John Z. Wang, formerly Zhang Wang, graduated from the Architectural Department of Tsinghua University, Beijing in 1963. He worked as an architectural designer/architect in China for years. After John earned his second master’s degree at the Royal Academy of Fine Art in Copenhagen, Denmark in 1986, he moved to the United State, continuing his professional career. John successively joined architectural design offices in Washington DC, Toronto/Shanghai and Hong Kong until 2000, when he established The Archistudio in Silver Spring, Maryland, USA, dedicating to illustration serving clients among architects, landscape architects, interior designers, building developers and institutions. In recent years, John’s fine art work has become his major undertaking.
As an illustrator, John was a Winner of Best in Category from 36th Ken Roberts Delineation Competition in 2010. In 2017, John's painting Pennsylvania Avenue brought his eleventh Award of Excellence from the AIP annual competition sponsored by the American Society of Architectural Illustrators, which is also the fourth awarded piece among his acrylic series Washington Chronicle in four consecutive years. He was a First Prize recipient of 1980 Beijing Architectural Rendering Competition. A number of John’s renderings and fine art works have been published or exhibited.

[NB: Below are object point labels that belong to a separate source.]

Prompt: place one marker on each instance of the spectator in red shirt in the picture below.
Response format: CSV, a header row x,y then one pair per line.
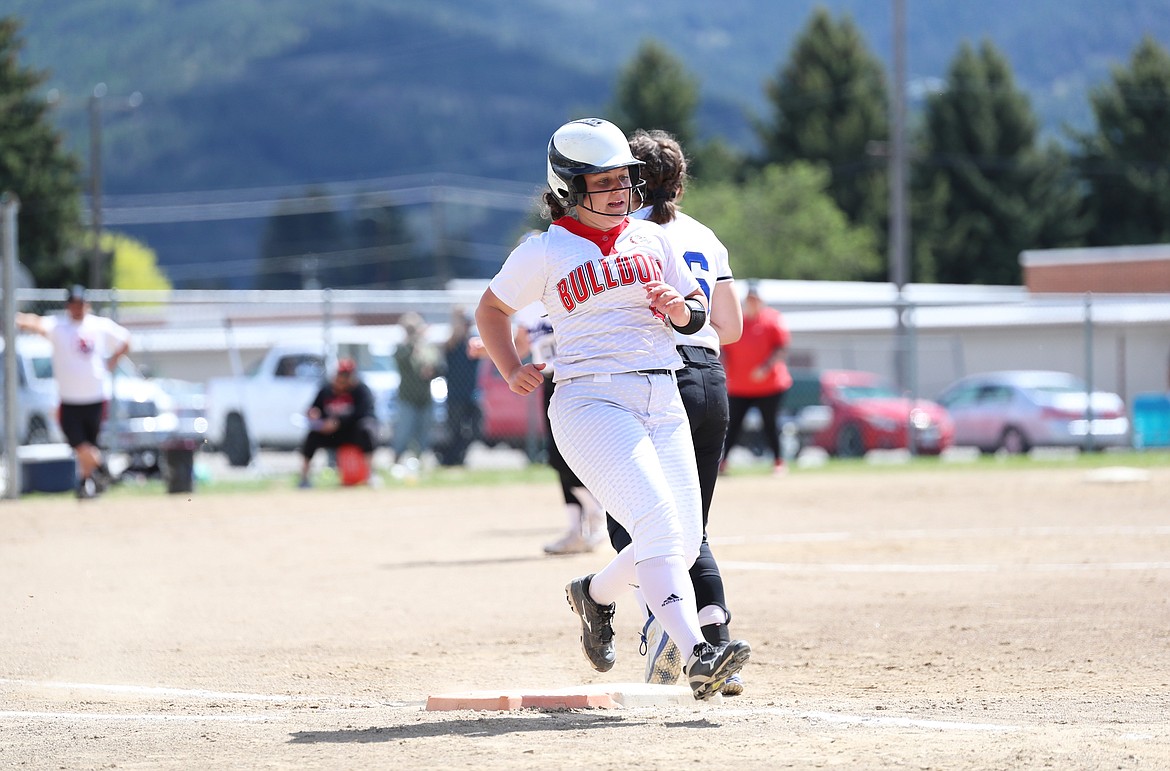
x,y
757,373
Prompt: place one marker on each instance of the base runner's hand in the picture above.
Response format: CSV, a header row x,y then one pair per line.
x,y
525,378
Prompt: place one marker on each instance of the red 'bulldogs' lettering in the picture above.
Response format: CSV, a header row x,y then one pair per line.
x,y
577,283
584,282
610,281
566,300
593,283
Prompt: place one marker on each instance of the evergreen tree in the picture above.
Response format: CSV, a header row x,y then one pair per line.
x,y
38,170
985,188
780,222
830,104
1127,160
655,91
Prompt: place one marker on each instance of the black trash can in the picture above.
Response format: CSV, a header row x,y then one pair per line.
x,y
178,462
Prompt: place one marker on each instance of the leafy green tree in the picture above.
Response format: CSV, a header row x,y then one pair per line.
x,y
135,263
1127,160
35,167
655,91
988,191
830,103
780,222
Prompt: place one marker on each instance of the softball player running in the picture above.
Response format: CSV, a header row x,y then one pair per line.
x,y
614,290
702,384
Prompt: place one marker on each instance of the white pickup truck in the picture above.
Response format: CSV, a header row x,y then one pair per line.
x,y
266,406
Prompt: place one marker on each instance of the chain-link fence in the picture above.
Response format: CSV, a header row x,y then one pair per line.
x,y
222,356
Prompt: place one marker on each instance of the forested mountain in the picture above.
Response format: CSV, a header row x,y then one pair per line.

While John’s work is rooted in traditional art, he has never stopped his drive for freshly expressing distinctive characters of each new project. He is experienced in exploiting media potentials. He embraces unlimited pigments in general while applies an exclusive palette for each individual work. Along with acrylics and watercolors, John's digitized colored pencil imagery has gained recognition. He knows how to handle subjects involving complex particulars, intricate spaces and various incidents in a realistic yet personalized style. John's architectural background has endowed him with skills to shape unique forms and present them from unconventional view angles for energizing visual impact. He is sensitive to composing and painting his works with music-like rhythms and melodies. He pays attention to details which matter to the ensemble. John’s surrealistic side was derived from, and is still being nourished by this very core. Among John's awarded works, six pieces accentuate reversed perspective concept he introduced. John is prone to encourage dialogues between opposite concepts or elements: 2D versus 3D; monochrome versus colorfulness, solid mass versus void volume, as well as perspective versus anti-perspective. He has no hesitation in dealing with their interplay for orchestrating dictintive visual trios, concertos, or jazzes.